Prev: Can a shell script determine if its output will be redirected?
Next: xgawk script for display xml tags and data
From: Hongyi Zhao on 27 Mar 2010 05:20 Hi all, I've the following file which includes three fields in each line: "IP_ADDRESS" "ISP_NAME" "DOMAIN_NAME" "109.86.226.38" "-" "-" "117.18.75.235" "SUNNYVISION LIMITED" "SUNNYVISIONDATACENTRE.COM" "119.11.13.169" "-" "-" "119.11.42.164" "-" "-" "121.44.240.31" "INTERNET SERVICE PROVIDER" "ON.NET" "122.155.3.145" "CAT TELECOM PUBLIC COMPANY LTD" "-" "140.109.17.180" "T-SINICA.EDU.TW-NET" "-" "145.100.100.190" "UVA-MASTER-SNE-NET" "-" "149.9.0.57" "PSI" "BNA.COM" "149.9.0.58" "PSI" "BNA.COM" "149.9.0.59" "PSI" "BNA.COM" "151.15.8.46" "ITALIA ONLINE S.P.A" "15-151.IOL.IT" "151.16.191.218" "IUNET-BNET" "38-151.NET24.IT" "151.21.86.208" "FREE INTERNET DIAL-UP SERVICES" "21-151.LIBERO.IT" "151.23.7.196" "ITALIA ONLINE S.P.A" "PPP-POOL-23-0-10.IOL.IT" "151.48.43.174" "IUNET-BNET" "48-151.NET24.IT" "151.53.80.237" "IUNET-BNET" "38-151.NET24.IT" "151.54.214.97" "IUNET-BNET" "38-151.NET24.IT" Now, I want to delete some records from this file based on "ISP_NAME" or "DOMAIN_NAME". I describe the details of my requirements as follows: 1- If a record's "ISP_NAME" and "DOMAIN_NAME" fields are "-", delete it from the file. 2- Based on the given IP_ADDRESS, say, 151.48.43.174, delete the records which have the same "ISP_NAME" or "DOMAIN_NAME" as it has.
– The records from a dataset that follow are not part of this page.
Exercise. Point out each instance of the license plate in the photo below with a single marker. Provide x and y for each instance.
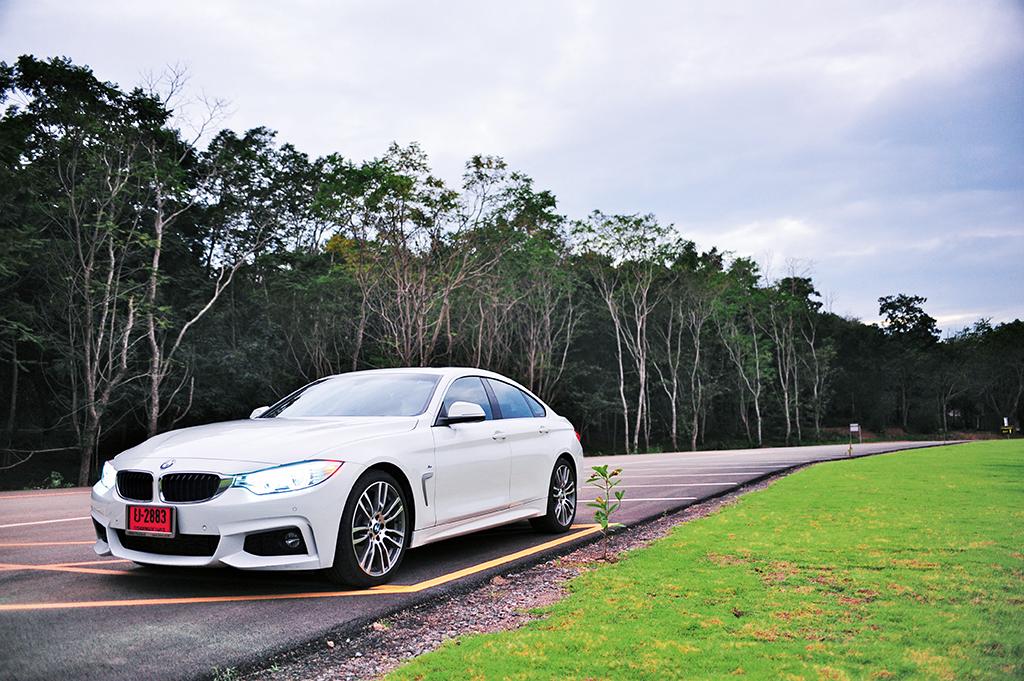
(151, 520)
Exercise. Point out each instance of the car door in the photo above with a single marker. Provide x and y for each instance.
(472, 460)
(522, 420)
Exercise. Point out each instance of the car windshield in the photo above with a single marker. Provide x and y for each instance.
(359, 394)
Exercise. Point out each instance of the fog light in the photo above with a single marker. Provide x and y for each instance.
(285, 542)
(293, 540)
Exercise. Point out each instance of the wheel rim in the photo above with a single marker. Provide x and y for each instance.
(563, 491)
(379, 528)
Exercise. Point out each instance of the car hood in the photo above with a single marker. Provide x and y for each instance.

In this case, the following records should be deleted from the file: "151.48.43.174" "IUNET-BNET" "48-151.NET24.IT" "151.53.80.237" "IUNET-BNET" "38-151.NET24.IT" "151.54.214.97" "IUNET-BNET" "38-151.NET24.IT" Any hints on this issue? BR. -- ..: Hongyi Zhao [ hongyi.zhao AT gmail.com ] Free as in Freedom :.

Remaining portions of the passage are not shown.